Our School Team




Olivier Patey



Olivier Patey began his career in 1966 at the Paris National Opera Ballet School. A student of Christiane Vaussard, Raymond Franchetti and then Gilbert Mayer and Alexandre Kalioujny, he joined the corps de ballet of the Opéra National de Paris in 1973, first in his class. Alicia Alonso, George Balanchine, Yuri Grigorovitch, Jérôme Robbins and Pierre Lacotte, guest choreographers, immediately chose him to perform solo roles. In 1976, Roland Petit created for him the role of Georges Hugon in his Ballet Nana.

Among her partners at the Opera: Dominique Khalfouni, Karen Kain, Wilfride Piollet, Ghislaine Thesmar, Elisabeth Platel, Sylvie Guillem, Monique Loudières, Marie-Claude Pietragalla, Yannick Stéphant…

In 1983, after numerous roles including Sylvia, La Sylphide, Vaslaw, A Midsummer Night’s Dream, Etudes, Don Quixote, Romeo and Juliet, and creations by choreographers such as Alvin Nikolaïs, John Neumeier, Karole Armitage, he was appointed Premier Danseur. Rudolf Nureyev, Director of Dance, entrusted him with the roles of Frantz in Coppélia and the young man in Serge Lifar’s Les Mirages. He also created the main male role in Anthony Tudor’s Jardin aux lilas at the Opera.

From 1981, the date of his first choreography for Marie-Claude Pietragalla at the Opéra-Comique in Paris, he created ballets that later entered the repertoire of major companies (notably Histoire du Soldat for the National Ballet of Cuba in 1996).

Since 1983, he has organised and produced tours all over the world (Madagascar, India, Nigeria, Japan, Latin America, Spain, etc.). From 1988, the Association Française d’Action Artistique (now the Institut Français) has called on him to carry out tours, missions and choreographic residencies abroad (Syria, Paraguay, Cuba, Indonesia, Chile, Mexico, Argentina, Ukraine, Romania, Russia, etc.).

In 1997, after new creations for the Opera with Lucinda Childs, Mark Morris and Daniel Larrieu, he left the Opéra National de Paris to embark on an international freelance career.

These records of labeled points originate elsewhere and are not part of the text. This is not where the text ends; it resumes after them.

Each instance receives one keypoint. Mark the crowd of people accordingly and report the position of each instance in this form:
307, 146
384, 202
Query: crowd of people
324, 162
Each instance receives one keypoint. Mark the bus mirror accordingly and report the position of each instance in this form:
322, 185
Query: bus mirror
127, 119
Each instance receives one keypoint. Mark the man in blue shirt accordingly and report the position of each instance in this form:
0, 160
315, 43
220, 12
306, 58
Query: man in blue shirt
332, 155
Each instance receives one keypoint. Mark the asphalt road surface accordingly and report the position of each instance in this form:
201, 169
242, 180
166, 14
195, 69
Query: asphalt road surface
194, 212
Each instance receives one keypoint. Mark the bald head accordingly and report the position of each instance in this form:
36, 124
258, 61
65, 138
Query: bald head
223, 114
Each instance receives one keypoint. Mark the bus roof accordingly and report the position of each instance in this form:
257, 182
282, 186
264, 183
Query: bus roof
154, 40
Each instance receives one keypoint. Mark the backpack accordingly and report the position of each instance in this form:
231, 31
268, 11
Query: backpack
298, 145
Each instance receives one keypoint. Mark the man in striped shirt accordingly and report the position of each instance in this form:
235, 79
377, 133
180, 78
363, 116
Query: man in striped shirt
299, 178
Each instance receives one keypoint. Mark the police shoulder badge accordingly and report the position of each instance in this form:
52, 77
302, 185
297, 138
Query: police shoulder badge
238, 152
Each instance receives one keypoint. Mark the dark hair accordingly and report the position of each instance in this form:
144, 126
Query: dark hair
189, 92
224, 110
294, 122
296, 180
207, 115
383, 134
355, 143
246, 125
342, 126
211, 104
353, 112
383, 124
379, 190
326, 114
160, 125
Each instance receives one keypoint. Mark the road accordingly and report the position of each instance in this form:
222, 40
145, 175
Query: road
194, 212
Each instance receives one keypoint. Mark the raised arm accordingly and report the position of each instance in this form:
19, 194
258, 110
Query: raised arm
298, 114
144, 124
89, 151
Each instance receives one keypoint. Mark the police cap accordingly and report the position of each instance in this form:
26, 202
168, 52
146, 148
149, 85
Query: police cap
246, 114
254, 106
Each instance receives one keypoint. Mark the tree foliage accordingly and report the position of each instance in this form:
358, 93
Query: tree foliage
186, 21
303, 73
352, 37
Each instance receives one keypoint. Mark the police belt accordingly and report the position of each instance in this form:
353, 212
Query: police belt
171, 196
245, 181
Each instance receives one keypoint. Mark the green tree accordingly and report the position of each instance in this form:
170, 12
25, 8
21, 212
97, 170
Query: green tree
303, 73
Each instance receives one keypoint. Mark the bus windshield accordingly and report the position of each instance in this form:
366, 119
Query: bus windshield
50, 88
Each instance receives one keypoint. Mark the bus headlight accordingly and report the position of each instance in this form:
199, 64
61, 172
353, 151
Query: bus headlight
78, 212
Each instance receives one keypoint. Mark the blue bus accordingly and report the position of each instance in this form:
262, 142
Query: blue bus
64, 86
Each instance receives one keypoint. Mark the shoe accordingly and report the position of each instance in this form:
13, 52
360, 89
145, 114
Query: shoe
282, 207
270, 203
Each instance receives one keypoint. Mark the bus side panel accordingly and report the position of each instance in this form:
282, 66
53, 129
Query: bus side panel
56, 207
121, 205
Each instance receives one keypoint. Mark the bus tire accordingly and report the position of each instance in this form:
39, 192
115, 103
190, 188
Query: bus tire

In 2000 he was appointed Assistant Director of the Ballet of the Staatstheater Braunschweig in the Federal Republic of Germany, he then collaborated with the German opera houses of Rostock, Düsseldorf, Dresden, Eisenach, Chemnitz… He also sits on various juries of international competitions (Rome, Osaka, Kiev, Budapest, Novossibirsk, Istanbul).

Since 2001 he has been invited for master-classes: Compañia Nacional de Danza de Mexico, Kiev National Opera, Korean National University of Arts in Seoul and South Korea National Ballet, Perm State Opera Ballet in Russia, Perm Ballet School, Belgrade National Theatre Ballet, among others.

In 2004 he created two ballets: Calatori in Infern and Patetica for the Bucharest National Opera Ballet. In 2007 he taught at the Novosibirsk State Theatre Ballet in Russia and at the Scottish Ballet in Glasgow.  In 2009, Nina Ananiashvili, star of the Bolshoi Ballet and the American Ballet Theatre, invited her to Tbilisi to give master classes at the Z. Paliashvili National Opera Ballet, which she has directed since 2004. Paliashvili National Opera Ballet, which she has directed since 2004.

In 2010, he teaches at the Béjart Ballet Lausanne and the Wielki Theatre in Warsaw. In 2011 and 2012, he was invited to the National Theatre of Macedonia in Skopje, in Astana in Kazhakstan, in Russia in Ufa, Perm, Novosibirsk and Sochi. In 2013, he was invited again to Perm and Astrakhan in Russia and Tbilisi in Georgia.

In 2017, he was invited by Yuri Grigorovitch to join the Jury of the Moscow International Competition. In 2018, he gives Master Classes at the Perm Ballet, co-chairs the Jury of the Krasnoyarsk International Competition with Vyacheslav Gordeev.  In 2019 Altynai Asylmuratova invites him to Nursultan to teach at the Kazhak National Ballet and in September he joins Maestro Grigorovitch again for the Sochi Competition.

It is on his initiative that Pathé-Live provides live broadcasts of the Bolshoi ballets to more than a thousand cinemas around the world.

Olivier Patey is a member of the SACD (Society of Dramatic Authors and Composers), a member of the International Dance Council of UNESCO. He was named Chevalier des Arts et Lettres in November 1996.